How quickly do leads move through your sales pipeline to close deals? Every sales manager knows that the longer a deal stays in the pipeline, the less likely it will close. Knowing the total value of your pipeline is not enough. You also need to know how quickly those opportunities will go through each stage of the buying process and turn into actual revenue. By monitoring your pipeline velocity, you will be able to predict future sales more accurately.

Here are 4 key metrics that you can measure and improve to boost your sales pipeline velocity:

1. Qualified Leads

Qualified leads are the leads who have gone a step beyond contacting you and demonstrated some interest in buying your product (by signing up, requesting a quote, scheduling a demo, etc.). I t is an important factor that impacts pipeline velocity. Only a fraction of it make it through the pipeline and close the deal. So, the more qualified leads you generate, the better it is for your business.

You can monitor this metric every month to see how it has grown over time due to your lead generation tactics & marketing efforts. Ideally, it should constantly increase over time. If this metric isn’t where you’d like it to be, it’s time to focus more on marketing and drive more lead creation. You can also break out lead volume into qualified leads by each source to find out which sources are the most effective ways of generating leads.

2. Win Rate

Win Rate is the percentage of leads that convert to actual sales. Customer journeys are complex and involve some amount of churn at almost every stage. By monitoring win rate at each stage, your team will be in a position to close more deals.

The key here is to identify common points where prospects drop off and work with your team to address the reasons why, to figure out what your team can do to improve the path from initial contact to sale. Once you know the total win rate, you can go deeper to look at the conversion rate at each stage of your pipeline. This can help you identify areas that need more training & resources, increase conversion rates and improve your lead velocity as well.

You can even break out win rate by various channels/sources that you use to generate leads. Comparing win rate across channels enables you to see how effectively each source is generating qualified leads. Using win rate along with lead volume can give a clear idea of how each channel impacts your revenues.

3. Deal Size

The average value of won deal is another metric that impacts the velocity of your sales pipeline. Generally, larger deals move more slowly through the pipeline while smaller deals move quickly. By looking at the past deals won by your sales team, you can easily find out the average deal size you have had most success closing. This can help your team target opportunities that are more likely to close and to increase your average win rate.

4. Sales Cycle Length

Sales Cycle Length is the amount of time it takes for a lead to move from the initial contact to a sale. If it takes your team too long to move leads through the various stages of your pipeline, this can adversely affect pipeline velocity.

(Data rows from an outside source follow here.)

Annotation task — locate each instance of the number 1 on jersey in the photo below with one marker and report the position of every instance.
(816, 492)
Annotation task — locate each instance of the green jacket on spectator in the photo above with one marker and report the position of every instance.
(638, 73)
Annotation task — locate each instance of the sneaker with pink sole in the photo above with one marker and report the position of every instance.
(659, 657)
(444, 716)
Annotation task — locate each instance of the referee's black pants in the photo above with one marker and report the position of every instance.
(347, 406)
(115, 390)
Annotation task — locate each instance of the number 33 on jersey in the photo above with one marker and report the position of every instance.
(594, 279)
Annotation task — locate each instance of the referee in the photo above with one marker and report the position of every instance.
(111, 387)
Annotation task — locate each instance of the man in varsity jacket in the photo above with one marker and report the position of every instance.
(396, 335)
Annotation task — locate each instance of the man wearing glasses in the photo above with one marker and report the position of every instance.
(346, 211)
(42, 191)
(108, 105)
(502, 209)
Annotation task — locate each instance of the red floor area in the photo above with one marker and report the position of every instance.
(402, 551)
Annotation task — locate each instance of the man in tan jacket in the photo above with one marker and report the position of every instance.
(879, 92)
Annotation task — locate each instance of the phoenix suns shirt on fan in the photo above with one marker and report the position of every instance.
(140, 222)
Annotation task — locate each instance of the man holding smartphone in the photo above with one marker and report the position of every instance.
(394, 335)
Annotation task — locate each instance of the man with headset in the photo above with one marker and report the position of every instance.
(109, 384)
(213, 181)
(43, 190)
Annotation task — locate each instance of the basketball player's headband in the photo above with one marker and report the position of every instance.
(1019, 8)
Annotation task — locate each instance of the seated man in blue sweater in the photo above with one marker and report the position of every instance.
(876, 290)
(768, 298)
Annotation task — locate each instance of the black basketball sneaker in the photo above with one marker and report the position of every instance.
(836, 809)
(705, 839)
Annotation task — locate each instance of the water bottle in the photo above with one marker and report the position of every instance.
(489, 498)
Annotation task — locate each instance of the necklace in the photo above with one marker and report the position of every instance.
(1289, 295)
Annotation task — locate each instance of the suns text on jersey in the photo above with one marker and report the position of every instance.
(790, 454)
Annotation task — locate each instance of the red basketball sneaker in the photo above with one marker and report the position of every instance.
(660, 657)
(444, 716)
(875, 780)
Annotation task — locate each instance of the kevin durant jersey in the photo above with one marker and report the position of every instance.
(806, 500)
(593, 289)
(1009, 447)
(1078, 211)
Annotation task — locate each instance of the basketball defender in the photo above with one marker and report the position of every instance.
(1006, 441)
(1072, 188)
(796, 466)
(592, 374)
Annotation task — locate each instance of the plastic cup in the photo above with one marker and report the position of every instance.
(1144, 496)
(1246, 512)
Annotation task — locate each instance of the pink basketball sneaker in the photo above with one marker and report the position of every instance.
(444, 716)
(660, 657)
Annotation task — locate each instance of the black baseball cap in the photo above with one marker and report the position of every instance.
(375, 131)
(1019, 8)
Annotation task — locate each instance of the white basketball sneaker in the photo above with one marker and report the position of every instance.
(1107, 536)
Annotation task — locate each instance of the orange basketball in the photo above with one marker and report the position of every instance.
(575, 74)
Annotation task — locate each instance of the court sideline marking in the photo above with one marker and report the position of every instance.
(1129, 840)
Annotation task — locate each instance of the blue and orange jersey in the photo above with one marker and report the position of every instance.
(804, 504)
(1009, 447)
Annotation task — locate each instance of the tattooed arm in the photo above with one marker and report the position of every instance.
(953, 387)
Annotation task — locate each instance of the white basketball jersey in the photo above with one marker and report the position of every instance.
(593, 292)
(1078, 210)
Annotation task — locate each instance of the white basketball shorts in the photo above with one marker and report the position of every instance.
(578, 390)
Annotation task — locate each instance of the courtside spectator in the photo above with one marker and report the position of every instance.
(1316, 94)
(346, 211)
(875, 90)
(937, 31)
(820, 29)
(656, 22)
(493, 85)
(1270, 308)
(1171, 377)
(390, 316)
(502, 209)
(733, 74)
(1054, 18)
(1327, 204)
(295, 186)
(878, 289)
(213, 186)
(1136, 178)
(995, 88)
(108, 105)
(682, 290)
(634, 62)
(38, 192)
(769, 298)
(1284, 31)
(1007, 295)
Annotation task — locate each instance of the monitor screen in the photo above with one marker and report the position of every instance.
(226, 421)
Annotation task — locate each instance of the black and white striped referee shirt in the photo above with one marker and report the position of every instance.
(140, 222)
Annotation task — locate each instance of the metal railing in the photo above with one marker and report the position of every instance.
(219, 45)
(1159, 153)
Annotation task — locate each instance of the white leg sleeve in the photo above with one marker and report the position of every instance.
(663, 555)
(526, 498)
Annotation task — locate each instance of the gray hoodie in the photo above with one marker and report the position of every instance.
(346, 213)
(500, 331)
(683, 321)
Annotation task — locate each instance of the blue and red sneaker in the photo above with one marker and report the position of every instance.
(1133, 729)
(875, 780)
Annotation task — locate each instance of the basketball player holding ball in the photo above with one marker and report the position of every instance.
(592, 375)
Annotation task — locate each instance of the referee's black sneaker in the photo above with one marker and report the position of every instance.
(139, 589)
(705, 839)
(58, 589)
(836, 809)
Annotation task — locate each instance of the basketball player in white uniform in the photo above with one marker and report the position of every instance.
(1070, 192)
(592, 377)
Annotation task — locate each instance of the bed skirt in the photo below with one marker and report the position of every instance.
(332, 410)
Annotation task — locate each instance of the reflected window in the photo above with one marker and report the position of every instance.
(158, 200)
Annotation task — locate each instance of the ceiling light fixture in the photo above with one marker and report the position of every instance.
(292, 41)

When time to close is short, you can identify what steps you had taken and try to repeat it. When it is particularly long you can spot such leads beforehand and do something about them. Such leads may have some specific requirements, which you can proactively fulfill early on to shorten the sales cycle. It may also be because your sales reps need more training in certain stages of your pipeline. By coaching your reps, you can enable them to shorten each stage of your sales cycle and increase your pipeline velocity.

Initially, you can create a simple sales dashboard to regularly monitor all the stages of your pipeline and share it with your team. Monitoring it daily/weekly will tell you how your marketing efforts and lead generation tactics are performing. You can add more metrics to it as you feel the need to track more information.

Regularly monitoring each stage of your pipeline will enable you to identify the bottlenecks and fix them quickly. It will also help you understand in which areas you need to provide additional training to sales reps.

There are three fundamental things you can do to improve your pipeline valocity: generate more qualified leads, shorten your average sales cycle, or increase your average sales win rate. Improving any one factor will bring obvious benefits. But methodically improving all three factors will have a powerful multiplier effect on your sales performance — and dramatically improve your revenue predictability.